Nem mesmo quem produz comunicação fica de fora. Certa indústria de alimentos resolveu lançar um peru que avisava através do termômetro quando era hora de retirar a ave do forno. A embalagem continha todas as informações absolutamente corretas e a orientação quanto ao recurso do termômetro também estava muito bem explicada. Ocorre que a grande maioria não leu a embalagem por conta do que haviam visto no comercial. No VT, muito bem produzido, alguém teve a brilhante idéia de colocar o som de um apito parecido com o tipo utilizado nos microondas, no momento em que o pino vermelho subia avisando que o peru estava pronto. O tal apito na realidade não existia. Resultado: centenas de perus queimados e uma tremenda dor de cabeça para a indústria que teve de indenizar os mal orientados compradores.
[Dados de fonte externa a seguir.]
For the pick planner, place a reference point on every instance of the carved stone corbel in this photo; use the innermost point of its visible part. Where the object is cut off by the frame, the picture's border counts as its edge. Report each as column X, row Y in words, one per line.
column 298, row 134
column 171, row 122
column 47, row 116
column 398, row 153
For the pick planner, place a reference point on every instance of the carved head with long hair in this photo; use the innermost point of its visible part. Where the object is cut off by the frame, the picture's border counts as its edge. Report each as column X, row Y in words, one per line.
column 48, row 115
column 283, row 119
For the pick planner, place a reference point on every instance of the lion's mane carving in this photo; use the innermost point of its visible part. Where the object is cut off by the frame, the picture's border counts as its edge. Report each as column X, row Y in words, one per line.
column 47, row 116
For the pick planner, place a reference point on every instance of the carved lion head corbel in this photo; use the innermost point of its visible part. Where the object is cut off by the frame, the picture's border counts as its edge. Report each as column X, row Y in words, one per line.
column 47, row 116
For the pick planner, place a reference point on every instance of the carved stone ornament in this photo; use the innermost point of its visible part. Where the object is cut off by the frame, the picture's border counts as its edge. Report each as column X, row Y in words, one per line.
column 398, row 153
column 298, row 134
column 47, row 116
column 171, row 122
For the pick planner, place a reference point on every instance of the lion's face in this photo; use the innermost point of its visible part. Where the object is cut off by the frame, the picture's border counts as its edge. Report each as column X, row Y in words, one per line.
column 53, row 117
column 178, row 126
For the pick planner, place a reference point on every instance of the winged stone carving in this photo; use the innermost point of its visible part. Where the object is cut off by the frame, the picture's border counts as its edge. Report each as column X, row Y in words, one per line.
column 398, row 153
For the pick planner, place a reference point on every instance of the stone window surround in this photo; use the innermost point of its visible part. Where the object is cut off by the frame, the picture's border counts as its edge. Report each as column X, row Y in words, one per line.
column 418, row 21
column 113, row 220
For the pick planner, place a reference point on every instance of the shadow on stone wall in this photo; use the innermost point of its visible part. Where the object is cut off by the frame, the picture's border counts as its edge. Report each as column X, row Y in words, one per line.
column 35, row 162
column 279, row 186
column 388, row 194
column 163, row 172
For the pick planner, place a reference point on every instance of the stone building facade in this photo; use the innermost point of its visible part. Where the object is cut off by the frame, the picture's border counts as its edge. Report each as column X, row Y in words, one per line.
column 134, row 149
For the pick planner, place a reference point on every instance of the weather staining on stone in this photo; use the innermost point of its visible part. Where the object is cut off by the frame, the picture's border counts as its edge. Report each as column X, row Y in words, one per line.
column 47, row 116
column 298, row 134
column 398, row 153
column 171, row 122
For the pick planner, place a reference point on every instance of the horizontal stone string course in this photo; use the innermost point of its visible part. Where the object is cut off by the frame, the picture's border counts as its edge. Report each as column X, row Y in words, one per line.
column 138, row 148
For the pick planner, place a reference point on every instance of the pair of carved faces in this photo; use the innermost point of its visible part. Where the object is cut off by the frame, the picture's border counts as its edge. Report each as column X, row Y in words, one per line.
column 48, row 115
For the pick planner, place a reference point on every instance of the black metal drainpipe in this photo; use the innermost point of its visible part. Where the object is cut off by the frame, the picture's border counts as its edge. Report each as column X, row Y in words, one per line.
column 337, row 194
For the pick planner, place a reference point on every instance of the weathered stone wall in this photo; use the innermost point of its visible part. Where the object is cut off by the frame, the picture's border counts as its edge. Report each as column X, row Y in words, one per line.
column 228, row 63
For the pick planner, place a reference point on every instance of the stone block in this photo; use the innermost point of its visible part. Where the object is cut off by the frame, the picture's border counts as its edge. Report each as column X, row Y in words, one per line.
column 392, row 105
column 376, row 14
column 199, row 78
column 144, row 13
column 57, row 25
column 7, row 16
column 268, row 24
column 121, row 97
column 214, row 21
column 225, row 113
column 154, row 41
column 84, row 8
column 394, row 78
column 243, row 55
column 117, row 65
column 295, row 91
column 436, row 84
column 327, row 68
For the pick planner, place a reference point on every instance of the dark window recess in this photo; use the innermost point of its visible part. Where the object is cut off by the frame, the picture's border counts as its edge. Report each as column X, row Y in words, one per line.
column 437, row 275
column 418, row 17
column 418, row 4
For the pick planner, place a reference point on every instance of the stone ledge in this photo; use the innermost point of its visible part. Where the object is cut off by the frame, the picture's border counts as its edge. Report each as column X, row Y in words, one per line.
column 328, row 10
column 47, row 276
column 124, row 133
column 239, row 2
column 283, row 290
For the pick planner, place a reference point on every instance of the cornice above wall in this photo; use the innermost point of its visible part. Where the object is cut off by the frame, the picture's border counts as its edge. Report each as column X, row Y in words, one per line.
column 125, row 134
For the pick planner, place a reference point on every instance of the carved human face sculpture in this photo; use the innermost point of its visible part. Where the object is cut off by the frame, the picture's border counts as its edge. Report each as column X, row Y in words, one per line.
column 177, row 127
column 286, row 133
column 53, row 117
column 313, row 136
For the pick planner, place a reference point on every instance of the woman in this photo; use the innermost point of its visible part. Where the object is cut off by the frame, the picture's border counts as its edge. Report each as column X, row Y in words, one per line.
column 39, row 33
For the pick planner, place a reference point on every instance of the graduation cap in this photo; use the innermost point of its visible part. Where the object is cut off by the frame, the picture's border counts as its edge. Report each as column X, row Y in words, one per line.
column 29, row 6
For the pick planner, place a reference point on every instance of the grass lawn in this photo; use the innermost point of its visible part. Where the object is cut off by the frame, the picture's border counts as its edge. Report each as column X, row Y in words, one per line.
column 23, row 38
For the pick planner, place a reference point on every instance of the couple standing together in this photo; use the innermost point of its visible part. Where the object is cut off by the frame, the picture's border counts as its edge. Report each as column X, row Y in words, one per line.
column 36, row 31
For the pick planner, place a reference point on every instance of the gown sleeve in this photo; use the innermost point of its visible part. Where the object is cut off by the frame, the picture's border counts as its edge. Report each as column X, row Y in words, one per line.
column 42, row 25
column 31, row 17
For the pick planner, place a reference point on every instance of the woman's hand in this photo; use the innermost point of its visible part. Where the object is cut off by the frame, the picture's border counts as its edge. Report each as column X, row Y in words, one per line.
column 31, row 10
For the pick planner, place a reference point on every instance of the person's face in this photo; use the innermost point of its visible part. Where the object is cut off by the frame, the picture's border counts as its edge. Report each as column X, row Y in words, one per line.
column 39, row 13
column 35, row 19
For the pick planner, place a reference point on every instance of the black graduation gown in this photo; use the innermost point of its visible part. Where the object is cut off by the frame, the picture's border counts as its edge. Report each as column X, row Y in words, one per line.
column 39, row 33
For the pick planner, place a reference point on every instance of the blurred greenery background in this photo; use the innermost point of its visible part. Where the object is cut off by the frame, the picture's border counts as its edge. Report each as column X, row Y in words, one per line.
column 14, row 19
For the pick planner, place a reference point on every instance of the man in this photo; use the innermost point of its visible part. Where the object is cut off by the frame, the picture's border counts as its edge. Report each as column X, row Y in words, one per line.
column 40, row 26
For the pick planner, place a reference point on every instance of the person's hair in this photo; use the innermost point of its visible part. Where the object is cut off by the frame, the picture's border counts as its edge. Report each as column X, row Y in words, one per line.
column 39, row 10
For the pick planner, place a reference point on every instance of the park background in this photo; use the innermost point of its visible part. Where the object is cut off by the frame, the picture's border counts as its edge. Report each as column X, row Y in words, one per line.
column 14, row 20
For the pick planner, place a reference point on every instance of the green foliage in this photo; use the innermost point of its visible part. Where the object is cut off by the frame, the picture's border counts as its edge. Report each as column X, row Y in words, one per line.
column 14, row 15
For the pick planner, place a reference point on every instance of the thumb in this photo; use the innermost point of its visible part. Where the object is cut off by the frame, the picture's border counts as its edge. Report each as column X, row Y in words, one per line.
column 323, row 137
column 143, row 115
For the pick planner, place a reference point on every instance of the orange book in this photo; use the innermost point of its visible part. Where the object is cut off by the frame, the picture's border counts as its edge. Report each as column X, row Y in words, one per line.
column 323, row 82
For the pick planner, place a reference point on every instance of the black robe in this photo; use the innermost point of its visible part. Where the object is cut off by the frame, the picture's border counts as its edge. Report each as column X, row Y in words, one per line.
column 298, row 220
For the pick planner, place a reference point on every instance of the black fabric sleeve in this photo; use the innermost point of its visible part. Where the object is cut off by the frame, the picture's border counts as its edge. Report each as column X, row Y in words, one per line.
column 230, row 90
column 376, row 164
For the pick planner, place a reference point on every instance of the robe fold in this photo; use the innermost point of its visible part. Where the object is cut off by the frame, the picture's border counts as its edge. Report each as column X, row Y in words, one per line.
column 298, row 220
As empresas estão descobrindo que educando o cliente e o vendedor e, melhorando os manuais, evitarão custos, brigas e desgastes por conta do manuseio errado de equipamentos, aumentarão a vida útil e conseguirão fidelizar o cliente pois, a tão propagada qualidade prometida será mais facilmente percebida pelo comprador do produto.

Mas ai você deve perguntar; – Qual a receita para fazer um bom manual? Primeiro é ouvir o cliente. Depois deve utilizar técnicas o mais visuais que puderem (pra quem não sabe, nossa sociedade é áudio/visual-mandamos e-mail e ligamos pra saber se chegou). As imagens não devem ser desprezadas e o texto precisa ser o mais objetivo possível. Por último é preciso que o cliente teste o manual. Se tudo der certo, o produto estará completo e os problemas mais comuns serão ‘coisas do passado’ e estas histórias relatadas serão lembradas apenas como ‘folclore de profissão’. Por enquanto, a coisa ainda é muito séria. Coloquemos as barbas de molho e os manuais à mesa. É hora de revisar conceitos!

(*) Nomes fictícios.

Os nomes dos clientes e as marcas das empresas citadas neste artigo foram omitidas propositalmente.